ArgoCD selfHeal fights the HPA. HPA scales your Deployment to 8 replicas under load. ArgoCD notices the desired state in Git says 5 and reverts it. Fix: add an ignoreDifferences block for /spec/replicas on Deployments managed by an HPA. This is shown in the staging Application manifest above.
Secrets committed to the config repo. An engineer adds a Secret manifest with a real password in plain text. Fix: enforce this at the repo level with a pre-commit hook that scans for base64 secrets, and use External Secrets Operator or Sealed Secrets — never plain Secret manifests in Git.
ArgoCD has no resource limits and OOMs during a mass sync. A large platform with hundreds of Applications can overwhelm the ArgoCD Application Controller. Fix: set resource.requests and resource.limits on all ArgoCD components, use ApplicationSets to batch creation, and run the Application Controller with --status-processors 20 --operation-processors 10 tuning for your cluster size.

Never store unencrypted secrets in the GitOps config repo. Even in a private repository, any CI system, any collaborator with read access, and any leaked PAT exposes those secrets permanently — git history is forever. The industry-standard solutions are External Secrets Operator (pulls secrets from AWS Secrets Manager / Vault at runtime) or Sealed Secrets (encrypts the secret with a cluster-specific key so only that cluster can decrypt it). Both integrate cleanly with ArgoCD and Flux.

What You Have Built

By assembling the pieces in this project, you now own a complete GitOps delivery pipeline that reflects production-grade practices:

A mono config repo with clear separation between base manifests, per-environment overlays, and cluster-level ArgoCD Application resources.
CI that only writes to Git — no cluster credentials, no direct kubectl calls from pipelines.
Staging auto-syncs with drift correction; production requires a human sync approval.
Image tag updates are isolated to a single file per environment, making PRs minimal and reviewable.
ArgoCD Application manifests live in the config repo — the platform is self-describing and recoverable from Git alone.

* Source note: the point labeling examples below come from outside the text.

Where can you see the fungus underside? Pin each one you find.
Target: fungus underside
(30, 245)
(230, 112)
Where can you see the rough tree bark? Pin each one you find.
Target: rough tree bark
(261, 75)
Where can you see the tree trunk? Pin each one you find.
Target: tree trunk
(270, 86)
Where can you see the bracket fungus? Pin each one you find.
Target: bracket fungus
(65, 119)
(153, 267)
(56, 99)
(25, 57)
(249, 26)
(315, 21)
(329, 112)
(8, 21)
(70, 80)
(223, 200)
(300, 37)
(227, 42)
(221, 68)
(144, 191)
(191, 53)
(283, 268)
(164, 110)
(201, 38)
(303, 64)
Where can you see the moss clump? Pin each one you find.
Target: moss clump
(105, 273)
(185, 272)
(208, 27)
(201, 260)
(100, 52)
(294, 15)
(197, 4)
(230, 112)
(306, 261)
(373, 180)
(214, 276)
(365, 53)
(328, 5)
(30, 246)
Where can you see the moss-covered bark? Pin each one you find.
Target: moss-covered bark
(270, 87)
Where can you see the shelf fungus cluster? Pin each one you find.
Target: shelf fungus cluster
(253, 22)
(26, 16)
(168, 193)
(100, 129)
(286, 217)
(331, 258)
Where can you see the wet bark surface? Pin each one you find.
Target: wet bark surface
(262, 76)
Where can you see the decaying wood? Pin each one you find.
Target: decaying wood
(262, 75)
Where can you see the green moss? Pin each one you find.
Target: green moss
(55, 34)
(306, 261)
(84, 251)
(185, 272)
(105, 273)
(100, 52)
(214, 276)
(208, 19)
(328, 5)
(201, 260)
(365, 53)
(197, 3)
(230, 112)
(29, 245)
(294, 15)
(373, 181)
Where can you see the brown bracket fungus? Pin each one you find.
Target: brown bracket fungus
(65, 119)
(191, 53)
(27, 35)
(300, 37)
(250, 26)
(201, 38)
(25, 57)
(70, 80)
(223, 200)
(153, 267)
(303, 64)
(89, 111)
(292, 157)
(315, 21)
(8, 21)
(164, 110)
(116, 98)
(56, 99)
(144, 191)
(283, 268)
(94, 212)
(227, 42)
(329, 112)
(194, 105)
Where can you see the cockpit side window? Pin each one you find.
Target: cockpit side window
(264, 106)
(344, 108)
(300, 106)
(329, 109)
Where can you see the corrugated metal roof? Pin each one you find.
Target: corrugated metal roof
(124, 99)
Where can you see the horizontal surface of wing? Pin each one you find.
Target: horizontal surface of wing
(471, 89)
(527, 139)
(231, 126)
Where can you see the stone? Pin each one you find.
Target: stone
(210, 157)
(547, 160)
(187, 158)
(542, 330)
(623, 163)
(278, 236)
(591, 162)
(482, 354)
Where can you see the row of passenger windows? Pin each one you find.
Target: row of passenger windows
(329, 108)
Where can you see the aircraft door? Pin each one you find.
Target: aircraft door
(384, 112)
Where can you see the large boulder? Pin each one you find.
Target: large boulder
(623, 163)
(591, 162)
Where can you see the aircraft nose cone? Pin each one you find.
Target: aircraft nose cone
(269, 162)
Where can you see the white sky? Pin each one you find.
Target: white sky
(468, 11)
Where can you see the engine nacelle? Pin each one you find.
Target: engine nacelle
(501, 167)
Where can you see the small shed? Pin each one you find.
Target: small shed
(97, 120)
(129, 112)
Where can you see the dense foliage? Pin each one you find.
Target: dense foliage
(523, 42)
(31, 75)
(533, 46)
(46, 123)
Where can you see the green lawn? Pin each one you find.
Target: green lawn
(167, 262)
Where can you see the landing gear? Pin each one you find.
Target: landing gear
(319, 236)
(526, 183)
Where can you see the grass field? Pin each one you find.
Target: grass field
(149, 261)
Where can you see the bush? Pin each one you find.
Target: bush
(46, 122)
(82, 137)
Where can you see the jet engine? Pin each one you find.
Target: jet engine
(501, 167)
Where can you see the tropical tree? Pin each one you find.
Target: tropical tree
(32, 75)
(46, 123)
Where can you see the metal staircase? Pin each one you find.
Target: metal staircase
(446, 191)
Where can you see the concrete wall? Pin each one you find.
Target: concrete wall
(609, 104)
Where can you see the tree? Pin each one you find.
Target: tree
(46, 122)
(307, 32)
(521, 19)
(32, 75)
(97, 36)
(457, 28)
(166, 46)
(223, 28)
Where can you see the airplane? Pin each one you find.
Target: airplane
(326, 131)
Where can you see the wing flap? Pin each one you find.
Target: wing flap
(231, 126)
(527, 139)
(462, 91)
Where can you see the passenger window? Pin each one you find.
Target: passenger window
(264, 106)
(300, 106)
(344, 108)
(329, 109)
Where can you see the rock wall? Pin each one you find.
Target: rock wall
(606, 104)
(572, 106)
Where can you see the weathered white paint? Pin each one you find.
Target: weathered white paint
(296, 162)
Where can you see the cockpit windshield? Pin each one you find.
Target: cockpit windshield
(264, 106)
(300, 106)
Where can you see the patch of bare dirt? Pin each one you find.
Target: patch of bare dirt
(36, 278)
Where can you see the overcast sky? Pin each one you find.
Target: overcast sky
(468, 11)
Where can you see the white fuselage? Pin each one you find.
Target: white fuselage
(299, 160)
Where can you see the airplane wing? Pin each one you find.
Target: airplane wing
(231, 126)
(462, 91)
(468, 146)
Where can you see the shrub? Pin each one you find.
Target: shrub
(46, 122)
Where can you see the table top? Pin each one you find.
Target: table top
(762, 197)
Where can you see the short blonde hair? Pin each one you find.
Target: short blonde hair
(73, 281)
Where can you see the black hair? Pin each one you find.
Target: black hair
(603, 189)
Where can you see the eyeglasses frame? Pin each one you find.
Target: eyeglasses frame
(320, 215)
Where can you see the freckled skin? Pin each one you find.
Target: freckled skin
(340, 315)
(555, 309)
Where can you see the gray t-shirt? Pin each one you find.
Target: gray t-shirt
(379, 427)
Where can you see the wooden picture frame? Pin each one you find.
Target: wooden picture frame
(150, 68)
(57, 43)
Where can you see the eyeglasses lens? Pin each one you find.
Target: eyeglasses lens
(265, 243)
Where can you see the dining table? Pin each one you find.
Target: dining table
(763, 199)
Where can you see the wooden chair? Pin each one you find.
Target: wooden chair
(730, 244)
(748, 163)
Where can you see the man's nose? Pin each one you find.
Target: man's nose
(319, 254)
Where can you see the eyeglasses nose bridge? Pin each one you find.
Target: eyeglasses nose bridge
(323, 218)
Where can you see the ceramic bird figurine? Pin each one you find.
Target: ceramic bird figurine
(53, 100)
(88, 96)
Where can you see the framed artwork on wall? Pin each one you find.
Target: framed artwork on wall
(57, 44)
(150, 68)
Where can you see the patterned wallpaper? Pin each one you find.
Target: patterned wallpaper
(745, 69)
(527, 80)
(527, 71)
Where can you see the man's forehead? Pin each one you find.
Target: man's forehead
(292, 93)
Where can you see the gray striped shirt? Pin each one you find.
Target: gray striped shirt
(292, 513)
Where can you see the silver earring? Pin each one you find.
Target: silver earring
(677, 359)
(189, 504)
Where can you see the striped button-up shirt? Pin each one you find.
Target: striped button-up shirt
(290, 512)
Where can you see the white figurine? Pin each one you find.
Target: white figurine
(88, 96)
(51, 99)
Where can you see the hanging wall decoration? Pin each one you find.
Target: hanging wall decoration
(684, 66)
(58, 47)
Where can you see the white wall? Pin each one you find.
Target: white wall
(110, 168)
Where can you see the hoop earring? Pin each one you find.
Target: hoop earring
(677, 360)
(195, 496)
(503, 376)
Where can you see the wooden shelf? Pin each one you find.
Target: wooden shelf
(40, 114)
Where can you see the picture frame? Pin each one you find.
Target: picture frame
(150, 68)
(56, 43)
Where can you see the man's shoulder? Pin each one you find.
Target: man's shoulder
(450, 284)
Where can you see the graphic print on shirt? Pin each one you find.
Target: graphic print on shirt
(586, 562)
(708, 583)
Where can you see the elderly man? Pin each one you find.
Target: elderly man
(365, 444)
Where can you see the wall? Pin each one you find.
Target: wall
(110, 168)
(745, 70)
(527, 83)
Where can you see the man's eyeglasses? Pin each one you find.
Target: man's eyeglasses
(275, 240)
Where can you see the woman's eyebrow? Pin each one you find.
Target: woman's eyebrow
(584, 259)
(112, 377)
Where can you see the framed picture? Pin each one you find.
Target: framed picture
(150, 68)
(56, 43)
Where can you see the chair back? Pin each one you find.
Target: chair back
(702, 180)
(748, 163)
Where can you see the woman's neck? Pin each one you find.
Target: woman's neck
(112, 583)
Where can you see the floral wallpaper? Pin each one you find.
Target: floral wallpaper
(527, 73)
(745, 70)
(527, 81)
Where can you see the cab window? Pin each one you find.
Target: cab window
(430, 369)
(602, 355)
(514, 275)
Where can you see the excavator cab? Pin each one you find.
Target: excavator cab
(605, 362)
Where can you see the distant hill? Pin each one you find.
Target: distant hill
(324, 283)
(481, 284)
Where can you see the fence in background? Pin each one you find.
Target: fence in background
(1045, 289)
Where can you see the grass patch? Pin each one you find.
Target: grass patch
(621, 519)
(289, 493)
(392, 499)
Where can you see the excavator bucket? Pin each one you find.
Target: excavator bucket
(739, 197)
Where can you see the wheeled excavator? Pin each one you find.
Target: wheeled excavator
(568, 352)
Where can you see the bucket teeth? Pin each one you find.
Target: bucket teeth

This is the pattern used by teams shipping hundreds of deployments per day. Congratulations on completing the GitOps tutorial. The foundation you have built here — pull-based reconciliation, declarative configs, automated drift correction, and promotion gates — is the same foundation underpinning the deployment infrastructure at the largest engineering organizations in the world.